Next, we investigated how the sperm function was affected in each of the Tssk mutants. The percentage of motile sperm was significantly reduced in both Tssk2−/− lines and Tssk1M/M (Figure 4A). Importantly, the percentage of hyperactive sperm was close to zero (Figure 4B) in mice homozygous for either Tssk1M/M and Tssk2−/−. These defects in motility parameters were not due to problems in capacitation-associated phosphorylation pathways (Figure 4C and Figure S3). We also tested the ability of the sperm from the Tssk1M/M and Tssk2−/− mouse models to fertilize in vitro (Table 1).
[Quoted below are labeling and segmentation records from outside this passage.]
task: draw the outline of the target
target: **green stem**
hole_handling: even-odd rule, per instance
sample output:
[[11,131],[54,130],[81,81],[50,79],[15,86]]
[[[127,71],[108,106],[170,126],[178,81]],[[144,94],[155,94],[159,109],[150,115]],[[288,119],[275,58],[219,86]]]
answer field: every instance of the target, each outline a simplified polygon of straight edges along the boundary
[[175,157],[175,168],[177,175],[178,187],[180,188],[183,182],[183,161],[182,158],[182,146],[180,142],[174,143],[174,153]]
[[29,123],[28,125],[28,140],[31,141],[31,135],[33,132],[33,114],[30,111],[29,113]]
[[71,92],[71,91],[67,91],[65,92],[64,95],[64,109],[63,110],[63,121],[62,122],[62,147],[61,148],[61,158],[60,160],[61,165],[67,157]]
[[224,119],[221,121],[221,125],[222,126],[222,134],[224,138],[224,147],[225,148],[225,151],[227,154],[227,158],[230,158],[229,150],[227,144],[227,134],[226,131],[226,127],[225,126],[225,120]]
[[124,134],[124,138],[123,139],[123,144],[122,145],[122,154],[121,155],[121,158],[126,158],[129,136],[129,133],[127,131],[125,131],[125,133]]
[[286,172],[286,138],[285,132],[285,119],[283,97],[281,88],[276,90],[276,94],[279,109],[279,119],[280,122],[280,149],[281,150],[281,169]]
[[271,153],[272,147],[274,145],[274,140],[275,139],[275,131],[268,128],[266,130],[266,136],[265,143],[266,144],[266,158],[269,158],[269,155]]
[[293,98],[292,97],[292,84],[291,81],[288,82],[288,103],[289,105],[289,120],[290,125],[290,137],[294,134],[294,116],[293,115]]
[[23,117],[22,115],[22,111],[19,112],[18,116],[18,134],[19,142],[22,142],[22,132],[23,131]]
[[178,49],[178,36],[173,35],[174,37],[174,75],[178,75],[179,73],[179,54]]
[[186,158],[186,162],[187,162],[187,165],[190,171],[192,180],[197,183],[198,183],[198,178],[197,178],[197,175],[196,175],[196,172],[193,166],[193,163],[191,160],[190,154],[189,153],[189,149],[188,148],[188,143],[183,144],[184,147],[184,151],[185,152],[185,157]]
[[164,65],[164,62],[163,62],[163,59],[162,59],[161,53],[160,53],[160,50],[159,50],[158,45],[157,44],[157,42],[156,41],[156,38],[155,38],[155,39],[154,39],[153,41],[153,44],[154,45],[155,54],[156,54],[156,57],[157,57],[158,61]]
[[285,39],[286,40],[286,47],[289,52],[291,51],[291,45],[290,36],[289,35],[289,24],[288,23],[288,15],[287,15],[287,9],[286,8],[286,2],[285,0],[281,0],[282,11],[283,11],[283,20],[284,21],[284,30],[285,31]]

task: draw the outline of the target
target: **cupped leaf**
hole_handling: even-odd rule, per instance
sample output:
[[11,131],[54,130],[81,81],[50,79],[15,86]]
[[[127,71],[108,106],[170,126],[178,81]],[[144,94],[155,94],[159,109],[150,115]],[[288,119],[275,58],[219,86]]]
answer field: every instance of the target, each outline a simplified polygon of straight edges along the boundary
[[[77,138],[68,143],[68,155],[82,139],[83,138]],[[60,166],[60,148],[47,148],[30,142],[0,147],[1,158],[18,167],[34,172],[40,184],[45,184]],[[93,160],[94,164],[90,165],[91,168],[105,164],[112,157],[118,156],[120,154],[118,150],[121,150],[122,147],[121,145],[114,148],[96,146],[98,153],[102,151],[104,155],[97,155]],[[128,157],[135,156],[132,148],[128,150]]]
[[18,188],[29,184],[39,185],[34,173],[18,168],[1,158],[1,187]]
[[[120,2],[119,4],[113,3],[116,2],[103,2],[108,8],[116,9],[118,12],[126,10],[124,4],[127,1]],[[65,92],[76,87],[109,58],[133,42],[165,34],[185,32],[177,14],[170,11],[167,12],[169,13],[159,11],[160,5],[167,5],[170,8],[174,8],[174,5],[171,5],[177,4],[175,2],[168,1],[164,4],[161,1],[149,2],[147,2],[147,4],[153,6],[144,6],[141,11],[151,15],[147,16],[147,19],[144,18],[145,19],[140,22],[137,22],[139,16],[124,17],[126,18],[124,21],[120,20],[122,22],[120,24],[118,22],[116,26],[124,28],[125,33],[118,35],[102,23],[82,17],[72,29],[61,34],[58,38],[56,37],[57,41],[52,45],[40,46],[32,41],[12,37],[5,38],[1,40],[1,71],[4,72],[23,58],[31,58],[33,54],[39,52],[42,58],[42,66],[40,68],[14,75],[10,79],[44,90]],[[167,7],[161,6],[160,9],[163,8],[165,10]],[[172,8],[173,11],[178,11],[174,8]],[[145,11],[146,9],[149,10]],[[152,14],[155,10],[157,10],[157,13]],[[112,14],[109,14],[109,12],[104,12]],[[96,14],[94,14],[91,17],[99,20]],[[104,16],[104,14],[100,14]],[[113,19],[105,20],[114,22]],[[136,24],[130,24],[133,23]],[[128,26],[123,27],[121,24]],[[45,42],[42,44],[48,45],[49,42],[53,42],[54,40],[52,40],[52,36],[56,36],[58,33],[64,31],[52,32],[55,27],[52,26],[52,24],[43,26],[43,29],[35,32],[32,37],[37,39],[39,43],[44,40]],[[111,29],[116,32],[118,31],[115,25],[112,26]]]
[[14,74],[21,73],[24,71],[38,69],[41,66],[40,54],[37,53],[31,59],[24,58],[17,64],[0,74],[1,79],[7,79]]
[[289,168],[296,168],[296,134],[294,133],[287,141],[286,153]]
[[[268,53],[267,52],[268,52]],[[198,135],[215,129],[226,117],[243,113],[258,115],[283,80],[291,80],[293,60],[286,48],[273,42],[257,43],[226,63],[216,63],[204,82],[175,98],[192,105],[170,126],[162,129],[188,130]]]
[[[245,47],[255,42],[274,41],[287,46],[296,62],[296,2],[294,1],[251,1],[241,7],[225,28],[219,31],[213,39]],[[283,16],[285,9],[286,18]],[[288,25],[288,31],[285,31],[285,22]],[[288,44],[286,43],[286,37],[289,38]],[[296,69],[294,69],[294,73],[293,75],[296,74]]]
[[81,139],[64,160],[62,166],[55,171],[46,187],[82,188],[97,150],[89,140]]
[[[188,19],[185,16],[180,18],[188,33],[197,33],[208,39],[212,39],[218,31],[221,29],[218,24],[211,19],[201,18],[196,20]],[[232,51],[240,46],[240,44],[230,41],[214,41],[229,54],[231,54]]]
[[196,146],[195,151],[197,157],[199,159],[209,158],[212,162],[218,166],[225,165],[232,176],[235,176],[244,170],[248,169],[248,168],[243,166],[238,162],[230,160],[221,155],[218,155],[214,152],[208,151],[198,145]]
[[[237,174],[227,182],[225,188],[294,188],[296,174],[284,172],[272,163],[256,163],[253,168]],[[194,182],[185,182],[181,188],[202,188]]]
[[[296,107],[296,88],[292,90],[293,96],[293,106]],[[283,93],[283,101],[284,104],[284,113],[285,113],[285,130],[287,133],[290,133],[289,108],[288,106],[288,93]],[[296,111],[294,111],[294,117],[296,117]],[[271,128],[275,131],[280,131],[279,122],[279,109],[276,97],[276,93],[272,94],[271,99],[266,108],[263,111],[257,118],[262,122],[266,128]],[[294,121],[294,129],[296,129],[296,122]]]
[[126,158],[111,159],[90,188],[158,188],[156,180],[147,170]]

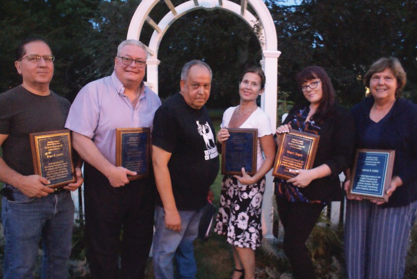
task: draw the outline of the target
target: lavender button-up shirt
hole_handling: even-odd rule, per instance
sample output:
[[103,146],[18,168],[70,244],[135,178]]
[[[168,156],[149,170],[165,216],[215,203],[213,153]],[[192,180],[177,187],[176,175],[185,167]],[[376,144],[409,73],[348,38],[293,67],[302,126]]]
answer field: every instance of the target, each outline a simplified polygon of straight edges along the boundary
[[125,88],[113,72],[111,76],[85,85],[76,97],[65,127],[91,138],[102,154],[116,163],[116,128],[152,128],[159,98],[144,86],[133,107]]

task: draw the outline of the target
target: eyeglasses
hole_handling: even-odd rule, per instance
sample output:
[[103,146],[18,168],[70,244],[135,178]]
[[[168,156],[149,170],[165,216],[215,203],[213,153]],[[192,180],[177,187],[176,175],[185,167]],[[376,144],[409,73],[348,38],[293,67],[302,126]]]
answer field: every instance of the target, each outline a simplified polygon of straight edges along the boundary
[[136,66],[140,69],[142,69],[145,65],[146,65],[146,61],[143,61],[142,60],[134,60],[130,57],[127,57],[125,56],[117,56],[118,58],[122,58],[122,63],[123,63],[123,65],[126,65],[126,66],[129,66],[132,63],[132,61],[134,61],[135,65]]
[[55,61],[55,56],[53,55],[38,55],[38,54],[29,54],[24,57],[21,58],[21,61],[25,58],[27,58],[29,62],[38,62],[41,60],[41,57],[44,58],[45,62],[53,62]]
[[303,85],[301,86],[301,90],[303,91],[305,91],[307,90],[307,87],[310,87],[311,89],[314,89],[318,86],[319,82],[321,81],[321,80],[317,80],[317,81],[313,81],[308,85]]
The fertilization rate was zero for Tssk1M/M and almost zero for Tssk2−/− line 1. The heterozygotes Tssk2+/− and Tssk1+/M fertilization rates were slightly reduced compared to their wild-type siblings; however, this reduction was not statistically significant. On the other hand, when intracellular sperm injections (ICSIs) were conducted, similar cleavage rates were found in the sperm from all genotypes tested (Table 2).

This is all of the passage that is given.